Mark Brown’s newest Game Maker’s Toolkit video discusses the Nemesis system that was used in Middle-Earth: Shadow of Mordor and its sequel, Middle-Earth: Shadow of War. It’s a system that personalizes orc NPCs in response to actions players take against them. Warner Bros. Interactive has filed a patent for it so the system used in Monolith Productions’ titles wouldn’t be 1:1 ripped off by others.
The patent is for „Nemesis characters, nemesis forts, social vendettas and followers in computer games,” and Brown compares it to the patented floating arrow in Crazy Taxi that showed players where to go. SEGA filed a lawsuit against Fox Interactive in 2003 when their The Simpsons: Road Rage used the same mechanic. (However, the suit was settled out of court for an undisclosed amount.)
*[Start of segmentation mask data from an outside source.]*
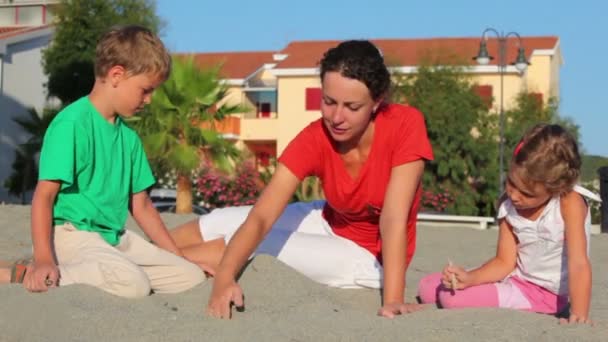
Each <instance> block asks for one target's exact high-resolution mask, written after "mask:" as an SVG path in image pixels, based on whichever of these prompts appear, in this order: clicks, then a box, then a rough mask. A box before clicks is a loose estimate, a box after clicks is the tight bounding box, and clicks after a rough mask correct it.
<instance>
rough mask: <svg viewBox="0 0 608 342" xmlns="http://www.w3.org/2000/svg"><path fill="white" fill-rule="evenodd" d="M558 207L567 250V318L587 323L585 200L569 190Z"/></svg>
mask: <svg viewBox="0 0 608 342" xmlns="http://www.w3.org/2000/svg"><path fill="white" fill-rule="evenodd" d="M561 211H562V217H563V219H564V224H565V226H566V227H565V239H566V241H565V243H566V248H567V250H568V286H569V288H570V303H571V305H572V308H571V313H570V322H575V323H587V322H588V321H589V306H590V300H591V263H590V262H589V257H588V255H587V235H586V233H585V217H586V215H587V204H586V203H585V200H584V199H583V198H582V197H581V195H579V194H578V193H576V192H574V191H571V192H570V193H568V194H566V195H563V196H562V199H561Z"/></svg>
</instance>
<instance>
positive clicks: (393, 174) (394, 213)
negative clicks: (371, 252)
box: [380, 160, 424, 316]
mask: <svg viewBox="0 0 608 342" xmlns="http://www.w3.org/2000/svg"><path fill="white" fill-rule="evenodd" d="M423 171H424V161H423V160H416V161H413V162H410V163H406V164H403V165H399V166H396V167H393V169H392V170H391V176H390V179H389V183H388V186H387V189H386V194H385V195H384V205H383V207H382V213H381V214H380V234H381V236H382V260H383V266H384V297H383V309H381V312H380V314H381V315H384V316H387V315H388V316H391V313H390V312H386V313H383V312H382V311H385V309H388V310H389V311H391V308H390V306H391V305H401V304H403V303H404V289H405V271H406V270H405V267H406V265H405V263H406V246H407V241H406V231H405V230H406V224H407V219H408V214H409V211H410V208H411V206H412V202H413V201H414V195H415V194H416V190H417V189H418V186H419V184H420V179H421V177H422V172H423ZM397 311H400V310H397ZM395 313H400V312H395Z"/></svg>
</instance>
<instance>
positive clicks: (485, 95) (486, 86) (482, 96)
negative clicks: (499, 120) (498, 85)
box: [473, 85, 493, 108]
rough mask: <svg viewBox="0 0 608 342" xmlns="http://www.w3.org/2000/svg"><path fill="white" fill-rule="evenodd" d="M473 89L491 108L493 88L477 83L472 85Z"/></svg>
mask: <svg viewBox="0 0 608 342" xmlns="http://www.w3.org/2000/svg"><path fill="white" fill-rule="evenodd" d="M473 91H475V93H476V94H477V96H479V97H480V98H481V100H482V101H483V103H485V104H486V106H487V107H488V108H492V100H493V96H492V91H493V90H492V86H491V85H477V86H474V87H473Z"/></svg>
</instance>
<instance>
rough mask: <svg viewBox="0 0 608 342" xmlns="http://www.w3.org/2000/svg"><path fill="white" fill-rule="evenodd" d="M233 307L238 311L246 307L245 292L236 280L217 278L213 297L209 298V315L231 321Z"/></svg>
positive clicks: (208, 307) (213, 288)
mask: <svg viewBox="0 0 608 342" xmlns="http://www.w3.org/2000/svg"><path fill="white" fill-rule="evenodd" d="M232 305H234V306H235V307H237V309H242V308H244V307H245V304H244V302H243V290H242V289H241V287H240V286H239V285H238V284H237V283H236V282H235V281H234V279H228V280H222V279H220V278H215V280H214V283H213V290H212V291H211V297H209V303H208V304H207V315H209V316H211V317H215V318H220V319H230V318H231V317H232Z"/></svg>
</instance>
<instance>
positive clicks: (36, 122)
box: [4, 108, 59, 204]
mask: <svg viewBox="0 0 608 342" xmlns="http://www.w3.org/2000/svg"><path fill="white" fill-rule="evenodd" d="M27 112H28V116H27V117H25V118H21V117H16V118H13V121H14V122H15V123H17V124H18V125H19V126H20V127H21V128H22V129H23V130H24V131H25V132H27V133H28V134H30V138H29V139H28V140H27V141H26V142H25V143H23V144H20V145H18V146H17V148H16V149H15V160H14V161H13V164H12V168H13V173H12V174H11V175H10V176H9V177H8V178H7V179H6V180H5V182H4V186H5V187H6V188H7V190H8V192H9V193H10V194H13V195H15V196H20V197H21V203H22V204H25V194H26V193H27V192H28V191H30V190H33V189H34V187H35V186H36V180H37V178H38V166H37V165H36V157H37V154H38V153H39V152H40V149H41V148H42V140H43V139H44V133H46V129H47V128H48V127H49V125H50V124H51V121H52V120H53V119H54V118H55V116H57V113H58V112H59V110H58V109H55V108H45V109H44V110H43V112H42V116H40V115H38V112H37V111H36V109H34V108H31V109H28V111H27Z"/></svg>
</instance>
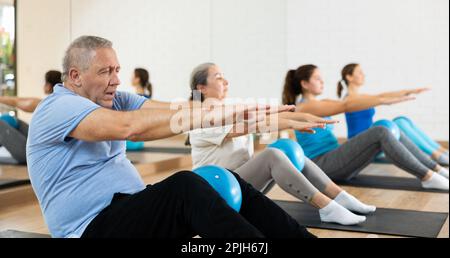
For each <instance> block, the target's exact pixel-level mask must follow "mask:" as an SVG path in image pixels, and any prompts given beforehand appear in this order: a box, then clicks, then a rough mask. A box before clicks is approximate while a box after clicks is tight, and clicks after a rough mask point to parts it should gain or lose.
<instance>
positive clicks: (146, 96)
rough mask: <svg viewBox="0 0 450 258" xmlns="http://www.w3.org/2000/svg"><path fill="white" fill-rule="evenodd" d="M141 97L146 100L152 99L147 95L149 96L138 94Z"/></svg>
mask: <svg viewBox="0 0 450 258" xmlns="http://www.w3.org/2000/svg"><path fill="white" fill-rule="evenodd" d="M138 95H139V96H142V97H144V98H146V99H151V98H152V97H150V95H147V94H138Z"/></svg>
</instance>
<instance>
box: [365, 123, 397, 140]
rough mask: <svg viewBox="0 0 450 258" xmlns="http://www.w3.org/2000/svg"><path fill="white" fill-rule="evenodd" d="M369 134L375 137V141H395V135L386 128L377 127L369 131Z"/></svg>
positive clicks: (370, 129)
mask: <svg viewBox="0 0 450 258" xmlns="http://www.w3.org/2000/svg"><path fill="white" fill-rule="evenodd" d="M369 133H370V134H371V135H372V137H373V136H374V137H375V139H379V140H383V139H390V138H392V139H394V140H395V137H394V135H392V133H391V131H390V130H389V129H387V128H386V127H384V126H375V127H372V128H371V129H369Z"/></svg>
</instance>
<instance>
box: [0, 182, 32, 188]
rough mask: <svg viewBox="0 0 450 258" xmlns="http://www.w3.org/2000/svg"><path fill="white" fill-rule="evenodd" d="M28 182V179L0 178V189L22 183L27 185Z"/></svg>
mask: <svg viewBox="0 0 450 258" xmlns="http://www.w3.org/2000/svg"><path fill="white" fill-rule="evenodd" d="M28 184H30V180H29V179H23V180H16V179H0V190H3V189H7V188H11V187H16V186H22V185H28Z"/></svg>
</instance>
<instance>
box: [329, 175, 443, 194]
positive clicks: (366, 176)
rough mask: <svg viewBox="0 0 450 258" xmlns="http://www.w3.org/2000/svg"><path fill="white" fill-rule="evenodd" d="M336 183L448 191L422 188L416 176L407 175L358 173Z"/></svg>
mask: <svg viewBox="0 0 450 258" xmlns="http://www.w3.org/2000/svg"><path fill="white" fill-rule="evenodd" d="M335 182H336V184H338V185H346V186H356V187H367V188H379V189H391V190H406V191H417V192H431V193H448V191H443V190H436V189H424V188H422V185H421V183H420V181H419V180H418V179H416V178H407V177H392V176H369V175H359V176H356V177H355V178H353V179H351V180H337V181H335Z"/></svg>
Interestingly, other games have used a system that closely resembles the Nemesis solution: Warframe, Assassin’s Creed: Odyssey, Path of Exile’s Betrayal expansion, and XCOM 2’s War of the Chosen all used a solution that followed the formula to some extent. The patent is currently pending, as it was rejected in 2019, but Warner sent it for re-examination last year. It’s now in the „notice of allowance” phase. In other words, if Warner files the necessary paperwork and pays the fees, the patent will be finalized.
We’ve seen a few interesting patents: Microsoft had a patent on games awarding bonus points „if the player performs feats of style that are not necessary tasks of the game” – it was for Project Gotham Racing’s kudos points. Bandai Namco’s patent for Katamari Damacy’s „arranging a plurality of objects” was not chased either, and several titles used it, such as The Wonderful End of the World, Anarcute, or Donut County. Electronic Arts’ patent got a green flag in late 2011 for BioWare’s dialogue wheel for Mass Effect, and even then, it didn’t stop Fallout 4 or Deus Ex: Mankind Divided from using a similar solution.
Uniloc Corporation had a patent on the concept of product activation. After it was used in an infringement suit against Microsoft, it was dubbed an act of patent trolling, then it was eliminated, as SEGA, Ubisoft, Cambium Learning Group, and Perfect World Entertainment filed a case against it. And even Nintendo is relaxed about others using solutions closely resembling something they patented. They have a patent for a sanity system after publishing Eternal Darkness, and yet, Don’t Starve, the Amnesia games, Tokyo Dark, Knock-Knock, or World of Horror used it. Namco’s infamous patent on loading-screen minigames is also interesting (for example, Ridge Racer, a PlayStation launch title, included Galaxian – completing the level unlocked eight bonus cars in the game!), and yet, The Sims 3 or Splatoon used something similar.
So despite big names filing patents, not everyone goes after you, especially if you give it a unique coat of paint.